Riforma del contratto collettivo per gli stagionali


Il lavoro in Italia ha detto - sconta regole e norme obsolete ed inadeguate al contesto attuale e alle mutate esigenze dei lavoratori, soprattutto giovani. Se una riforma della contrattazione collettiva è auspicabile, anche per integrare il tema del salario minimo, del trattamento dei periodi di disoccupazione o inoccupazione, questa è sicuramente necessaria per il settore stagionale che, per le sue peculiarità, è quello che più di tutti ha bisogno di regole differenti, più aderenti all'intensità e alla concentrazione dell'attività lavorativa in un arco di 4/5 mesi al massimo.  Tra il pubblico politici, associazioni di categoria e sindacali e i principali stakeholder del settore con l'intento di avviare un percorso comune che dia una prospettiva concreta al futuro del turismo delle spiagge venete. L'evento si è aperto con i saluti del vicesindaco della città di Caorle, Luca Antelmo, che ha posto l'accento sul tema della cultura del lavoro e della formazione, un bagaglio valoriale da trasmettere ai figli. Poi è stato il turno dell'europarlamentare Rosanna Conte che ha messo in evidenza l'italianità del problema ed infine Nadia Zanchin, sindaco di Eraclea in rappresentanza della Conferenza sindaci Veneto orientale, che ha evidenziato la necessità di lavorare con le scuole. A Venezia  ha detto Tiziano Barone, direttore di Veneto Lavoro sono previsti 13 mila inserimenti lavorativi ma metà sono di difficile reperimento per ragioni demografiche o di competenze. Sul tema delle dimissioni, Veneto Lavoro attesta che sono cresciute ma entro cinque giorni le persone risultano nuovamente impiegate, mentre per quanto riguarda il reddito di cittadinanza in Veneto vale 10mila persone su 140mila disoccupati che è un numero irrilevante. 

Reddito di cittadinanza


Certamente il reddito di cittadinanza va cambiato, ma non è condizione patologica del lavoro nella nostra regione. Infine Barone ha sottolineato l'importanza per la categoria degli albergatori di esprimere chiaramente le proprie esigenze: Il tema del capitale umano non può essere più trattato in modo istintivo o fantasioso. Più attenzione anche agli Its, fondamentali nel contatto tra mondo della formazione e mercato del lavoro, e ai tirocini.
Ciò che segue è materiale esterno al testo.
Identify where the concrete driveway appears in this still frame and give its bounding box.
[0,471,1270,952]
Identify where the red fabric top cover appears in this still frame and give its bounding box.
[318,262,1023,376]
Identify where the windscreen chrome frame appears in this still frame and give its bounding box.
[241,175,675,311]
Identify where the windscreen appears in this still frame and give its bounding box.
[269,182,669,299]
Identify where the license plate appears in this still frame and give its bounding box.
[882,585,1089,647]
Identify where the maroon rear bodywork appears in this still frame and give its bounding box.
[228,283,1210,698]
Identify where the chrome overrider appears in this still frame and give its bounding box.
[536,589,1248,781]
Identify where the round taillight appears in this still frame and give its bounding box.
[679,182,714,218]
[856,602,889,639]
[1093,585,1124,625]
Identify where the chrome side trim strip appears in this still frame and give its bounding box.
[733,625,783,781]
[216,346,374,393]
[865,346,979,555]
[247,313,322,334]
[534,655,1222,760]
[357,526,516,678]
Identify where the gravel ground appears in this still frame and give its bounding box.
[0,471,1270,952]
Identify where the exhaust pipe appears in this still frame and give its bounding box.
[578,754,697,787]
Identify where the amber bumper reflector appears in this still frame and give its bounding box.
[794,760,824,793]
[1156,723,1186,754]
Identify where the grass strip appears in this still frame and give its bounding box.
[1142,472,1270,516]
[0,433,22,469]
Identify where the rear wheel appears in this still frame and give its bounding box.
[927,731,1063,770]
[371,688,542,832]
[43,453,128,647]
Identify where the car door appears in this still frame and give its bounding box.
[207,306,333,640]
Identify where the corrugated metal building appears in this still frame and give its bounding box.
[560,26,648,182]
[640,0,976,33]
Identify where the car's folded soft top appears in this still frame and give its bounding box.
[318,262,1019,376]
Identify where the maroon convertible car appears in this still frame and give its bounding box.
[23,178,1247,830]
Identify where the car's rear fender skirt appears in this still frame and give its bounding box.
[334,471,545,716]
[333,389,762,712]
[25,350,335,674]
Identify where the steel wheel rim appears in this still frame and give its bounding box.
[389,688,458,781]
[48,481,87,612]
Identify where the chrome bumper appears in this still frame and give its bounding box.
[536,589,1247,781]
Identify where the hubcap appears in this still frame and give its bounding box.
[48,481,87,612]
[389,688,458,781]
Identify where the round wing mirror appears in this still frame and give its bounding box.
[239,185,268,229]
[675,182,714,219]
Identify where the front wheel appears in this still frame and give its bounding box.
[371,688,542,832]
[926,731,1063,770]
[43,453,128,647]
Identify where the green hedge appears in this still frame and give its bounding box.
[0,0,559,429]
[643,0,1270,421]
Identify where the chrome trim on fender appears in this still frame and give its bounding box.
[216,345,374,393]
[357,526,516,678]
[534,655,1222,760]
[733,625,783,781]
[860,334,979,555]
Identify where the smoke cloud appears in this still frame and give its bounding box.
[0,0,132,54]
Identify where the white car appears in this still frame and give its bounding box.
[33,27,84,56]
Roberta Nesto, presidente della Conferenza dei sindaci del litorale e sindaco di Cavallino Treporti, ha sottolineato che i Comuni sono sensibili al tema tanto che è in programma la redazione di un documento formale con la collaborazione di tutti perché da soli non si va da nessuna parte: consulenti del lavoro, imprese, sindaci devono necessariamente fare rete. 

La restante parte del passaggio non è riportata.